Roar Podcast Editor Samuel Pennifold interviews the founders of Teachy, Alexia Radu and Alex Popescu.

Alexia and Alex make quite the remarkable team. Having met only four months ago, they took the plunge into the world of business together and founded Teachy – an online learning platform that, as Alex describes it, is an “innovative response to the difficult times we live in right now.” Currently focusing on English lessons for students in Romania, the founders plan to expand into other subjects, countries and regions as well.

When I interviewed the pair for Roar, it was clear they had become a well-organised team, with their skills working together and complementing each other well. They are both energetic and excited about their business, which are traits that make one feel easy and comfortable around them; ideal for businesswomen and men, as well as teachers.

Both hailing from Romania, they now study at a university in the UK, Alexia at King’s and Alex at Coventry University. Alex only recently sold his first business that he set up when he was 18, selling electric scooters in Romania. Now, though, they are pursuing their passion for education together, in the belief that education can change society.

Many people, when they are thinking about starting a business, may find themselves asking how to do it, trying to gather the courage to start. This is how Alexia and Alex did it: “Hard work,” a motto the pair seem to live by, and passion. Alex took this, as many people do, from an inspiring teacher. For him it was his Entrepreneurship teacher in Romania, who made him feel “capable” and “inspired” to take the plunge into the business the first time. For Alexia, she knew when they had first met – for that matter, they both did – as they believed that together they could make a real change. That has driven them both, and fuelled their passions and hard work.

The journey towards founding Teachy has been extremely hard. As students, they have faced challenges in raising capital to start their business and have poured their savings into the project. Alexia spoke of the difficulty of finding support back home in Romania, where opportunities, especially for students, are low. Though funding wasn’t the only difficulty, overcoming other people’s mindsets has been just as hard. The pair called it “eastern European scepticism” – parents who were stuck in their ways and not wanting to try something new.

To fight this, the pair decided to offer free taster sessions.

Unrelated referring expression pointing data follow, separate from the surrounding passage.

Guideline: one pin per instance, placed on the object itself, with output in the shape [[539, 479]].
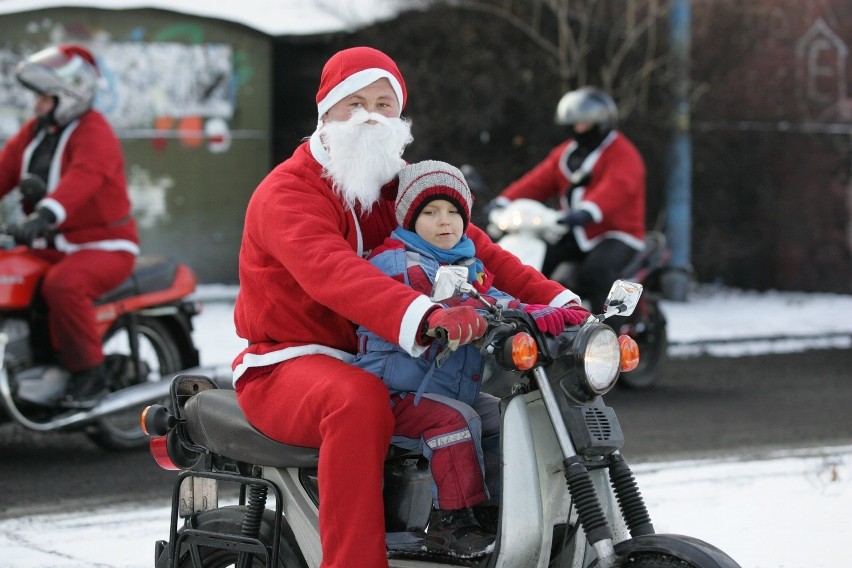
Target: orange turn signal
[[524, 351], [159, 449], [629, 353]]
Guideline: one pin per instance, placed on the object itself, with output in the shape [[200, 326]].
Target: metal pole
[[679, 184]]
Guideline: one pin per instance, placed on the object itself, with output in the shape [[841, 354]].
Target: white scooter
[[569, 499]]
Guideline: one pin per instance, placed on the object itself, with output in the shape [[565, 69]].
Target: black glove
[[577, 218], [34, 226]]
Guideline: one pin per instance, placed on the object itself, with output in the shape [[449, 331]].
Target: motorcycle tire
[[228, 521], [652, 339], [159, 356]]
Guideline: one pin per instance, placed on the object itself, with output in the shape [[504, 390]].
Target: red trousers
[[319, 401], [70, 288]]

They found that the kids loved it and their parents were won over, booking lessons and packages by the dozens. Sometimes taking a risk is all you need to start. Now the business is growing, with their online following expanding and more lessons being booked.

Alexia and Alex are putting no limits on themselves, and with their passion, hard work and skill, it is hard to imagine anyone putting any limits upon them.

I finished off the interview by asking what they would say to any student thinking of starting a business. Alexia said: “Work hard, and if things are going wrong, then you aren’t working hard enough.” Alex simply said to “do it.” Don’t be afraid to try, because “we are young, we can make mistakes.” They are right; they have both sacrificed their savings and time, and put in hard work, but they have been brave and their labour is now starting to bear fruit.